Policy Agenda: Students with Disabilities

Policy Agenda: Students with Disabilities

More than 17 percent of students in NYC public schools are classified as students with disabilities. On the 2013 state exams, only six percent of these students were proficient in reading and only eight percent were proficient in math. We hear from hundreds of families each year who are struggling to get their students with disabilities the specialized support required to meet their individual needs.

We advocate for improved educational programs, opportunities, and outcomes for students with disabilities and improved parent engagement.

►  Articulate a Multi-Year Plan for System-Wide Capacity Building and Report Data Publicly:

The DOE must create a strategic multi-year plan to improve educational outcomes for students with disabilities and must report quarterly to the Mayor and the public on varied indicators of progress.

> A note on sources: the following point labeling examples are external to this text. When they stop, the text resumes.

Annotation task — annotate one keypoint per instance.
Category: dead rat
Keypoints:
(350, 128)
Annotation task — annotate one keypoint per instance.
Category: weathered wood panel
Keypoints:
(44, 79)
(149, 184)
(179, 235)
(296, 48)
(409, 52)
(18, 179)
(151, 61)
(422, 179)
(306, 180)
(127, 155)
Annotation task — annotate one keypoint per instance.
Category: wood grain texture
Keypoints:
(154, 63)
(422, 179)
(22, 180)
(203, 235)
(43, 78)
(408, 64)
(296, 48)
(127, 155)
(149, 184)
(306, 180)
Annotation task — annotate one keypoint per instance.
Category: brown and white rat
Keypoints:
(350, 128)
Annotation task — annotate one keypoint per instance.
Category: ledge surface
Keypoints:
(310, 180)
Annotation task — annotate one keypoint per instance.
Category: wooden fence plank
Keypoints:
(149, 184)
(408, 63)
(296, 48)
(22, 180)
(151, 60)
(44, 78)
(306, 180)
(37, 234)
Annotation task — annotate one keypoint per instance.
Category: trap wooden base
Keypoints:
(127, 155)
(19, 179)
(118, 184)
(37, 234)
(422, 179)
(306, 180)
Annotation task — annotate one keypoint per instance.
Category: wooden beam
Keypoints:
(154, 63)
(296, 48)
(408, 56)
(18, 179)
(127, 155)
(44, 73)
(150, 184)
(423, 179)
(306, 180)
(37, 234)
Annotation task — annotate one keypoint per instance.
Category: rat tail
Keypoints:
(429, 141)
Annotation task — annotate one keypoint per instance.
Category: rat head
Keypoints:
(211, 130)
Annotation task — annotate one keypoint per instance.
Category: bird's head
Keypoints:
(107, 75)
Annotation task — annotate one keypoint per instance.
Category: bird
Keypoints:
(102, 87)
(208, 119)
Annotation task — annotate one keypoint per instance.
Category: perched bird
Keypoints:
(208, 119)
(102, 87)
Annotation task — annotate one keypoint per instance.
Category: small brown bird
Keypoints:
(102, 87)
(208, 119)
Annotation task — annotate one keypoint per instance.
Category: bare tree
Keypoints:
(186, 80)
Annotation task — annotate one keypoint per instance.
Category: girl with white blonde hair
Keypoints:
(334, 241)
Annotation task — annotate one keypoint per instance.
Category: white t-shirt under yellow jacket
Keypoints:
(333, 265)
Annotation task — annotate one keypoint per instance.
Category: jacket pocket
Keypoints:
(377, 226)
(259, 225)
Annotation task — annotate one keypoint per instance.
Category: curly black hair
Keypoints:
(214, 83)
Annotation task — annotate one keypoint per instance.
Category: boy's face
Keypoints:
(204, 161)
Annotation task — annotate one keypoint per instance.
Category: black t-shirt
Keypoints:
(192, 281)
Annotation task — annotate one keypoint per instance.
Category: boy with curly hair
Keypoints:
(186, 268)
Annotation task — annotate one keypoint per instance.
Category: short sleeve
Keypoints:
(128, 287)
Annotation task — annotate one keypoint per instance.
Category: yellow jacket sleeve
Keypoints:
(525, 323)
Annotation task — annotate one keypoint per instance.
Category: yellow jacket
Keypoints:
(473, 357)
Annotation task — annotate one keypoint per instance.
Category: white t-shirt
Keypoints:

►  Build Capacity to Teach Literacy to Students with Disabilities:

The DOE must build systems to train and support teachers in using research-based methodologies to support reading and writing development for students who are struggling, including students with disabilities. This approach may include hiring literacy coaches with expertise in research-based methodologies for students with disabilities, providing ongoing professional development to general education and special education teachers, and expanding best practices.

►  Make the Curriculum Accessible to Students with Disabilities:

The DOE must ensure that schools are properly prepared to offer challenging academic curriculum in a variety of formats to reach all learners, including students with disabilities, by designing curriculum and classrooms using Universal Design for Learning, purchasing fully accessible instructional materials that are aligned to the common core standards, digitalizing commonly used texts throughout the system so students can access the materials using a variety of modalities, and increasing the use of technology to support students with disabilities.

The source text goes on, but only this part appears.